Her şey, Washington'da Dışişleri Bakanı Albright'ın çağrısıyla bakanlığın yedinci katında, B. Lewis, P. Wolfowitz, R. Perle'nin de hazır bulunduğu toplantıda alınan karar doğrultusunda gelişti.
Bu kararı Cengiz Çandar şöyle faş etmişti: "Doğrudan askerî bir darbe olmadan bu hükümet gitmeli..."
Aynen öyle oldu.
Doğrudan askeri darbe yerine, 28 Şubatçı bir paşanın ifadesiyle, "postmodern" darbe gerçekleşti.
Bu darbe süreci içinde...
Dönemin başbakanı merhum Erbakan'a bir tuğgeneralin "pezevenk" diye hakaret ettiğini, "düşük rütbeli" bir subayın omuz attığını gördük.

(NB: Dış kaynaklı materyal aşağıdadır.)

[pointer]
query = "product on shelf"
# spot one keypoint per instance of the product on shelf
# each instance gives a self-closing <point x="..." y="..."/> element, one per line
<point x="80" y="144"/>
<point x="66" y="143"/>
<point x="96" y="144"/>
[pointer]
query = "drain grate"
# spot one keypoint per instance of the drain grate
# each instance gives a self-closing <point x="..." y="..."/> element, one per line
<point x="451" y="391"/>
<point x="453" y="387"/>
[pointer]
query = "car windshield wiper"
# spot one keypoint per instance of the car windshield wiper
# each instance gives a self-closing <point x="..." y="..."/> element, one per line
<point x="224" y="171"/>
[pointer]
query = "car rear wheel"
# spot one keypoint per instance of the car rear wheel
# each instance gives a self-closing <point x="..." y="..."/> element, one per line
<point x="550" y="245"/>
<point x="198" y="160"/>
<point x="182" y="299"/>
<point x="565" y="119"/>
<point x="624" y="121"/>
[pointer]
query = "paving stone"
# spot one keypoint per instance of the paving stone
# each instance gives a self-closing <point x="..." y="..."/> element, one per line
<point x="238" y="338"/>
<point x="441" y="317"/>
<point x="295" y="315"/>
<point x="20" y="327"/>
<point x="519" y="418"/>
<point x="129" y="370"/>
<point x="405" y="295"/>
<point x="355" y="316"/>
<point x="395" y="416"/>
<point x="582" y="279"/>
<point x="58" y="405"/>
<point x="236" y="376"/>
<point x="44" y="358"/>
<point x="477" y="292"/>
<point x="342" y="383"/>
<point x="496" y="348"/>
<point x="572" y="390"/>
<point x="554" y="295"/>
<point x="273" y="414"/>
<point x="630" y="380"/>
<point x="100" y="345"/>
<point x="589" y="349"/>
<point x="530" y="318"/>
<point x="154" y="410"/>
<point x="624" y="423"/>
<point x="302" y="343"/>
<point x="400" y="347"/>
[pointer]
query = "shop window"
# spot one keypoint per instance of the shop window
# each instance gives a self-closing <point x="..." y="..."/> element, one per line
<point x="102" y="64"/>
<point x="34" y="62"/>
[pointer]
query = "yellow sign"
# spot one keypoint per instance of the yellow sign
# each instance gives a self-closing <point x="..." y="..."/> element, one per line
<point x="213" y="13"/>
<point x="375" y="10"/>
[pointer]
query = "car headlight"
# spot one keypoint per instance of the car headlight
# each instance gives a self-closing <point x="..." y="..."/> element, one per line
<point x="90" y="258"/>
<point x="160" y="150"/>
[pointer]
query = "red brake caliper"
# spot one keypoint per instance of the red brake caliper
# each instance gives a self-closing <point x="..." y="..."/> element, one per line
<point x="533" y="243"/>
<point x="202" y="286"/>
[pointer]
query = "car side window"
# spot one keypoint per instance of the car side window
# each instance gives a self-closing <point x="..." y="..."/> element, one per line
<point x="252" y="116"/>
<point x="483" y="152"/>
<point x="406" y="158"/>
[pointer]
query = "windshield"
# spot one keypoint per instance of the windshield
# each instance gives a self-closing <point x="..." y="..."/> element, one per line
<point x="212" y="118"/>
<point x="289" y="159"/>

Her şey gözlerimizin önünde oldu.
İstiklal Marşımızda yer alan "Bu ezanlar -ki şehadetleri dinin temeli- / Ebedi, yurdumun üstünde benim inlemeli" mısraından bir paşanın rahatsızlık duyduğunu...
Bazı gazetelerin görüntü alamadığı için tankların Sincan'da tekrar arzı endam ettiğini...
"28 Şubat sürecinde ordunun baskısı sonucu istifaya zorlanan Erbakan hükümetine karşı benim medya organlarım savaş verdi" diyen Aydın Doğan'ın enerji ihaleleriyle nasıl ödüllendirildiğini...
Hırsızlığı, talanı...
Büyük soygunu...
İhaneti gördük.
Erbakan'ın (müstevlilerin malum global örgütlenmelerine karşı) komşularımız ve İslam ülkeleriyle D-8'i kurduğu için hedefe oturtulduğu...
Graham Fuller'in "İslam'ın gülen yüzü" dediği Fetullah Gülen Aydın Doğan'ın organlarında parlatılırken, Erbakan'ın şeytanlaştırıldığını gördük.
İmdi...
Hem ABD emperyalizmine karşı çıkıp hem de "Erbakan şikâyetçi olmamıştı" diyerek 28 Şubat'ı aklamaya /arkalamaya çalışmanın anlamı var mı?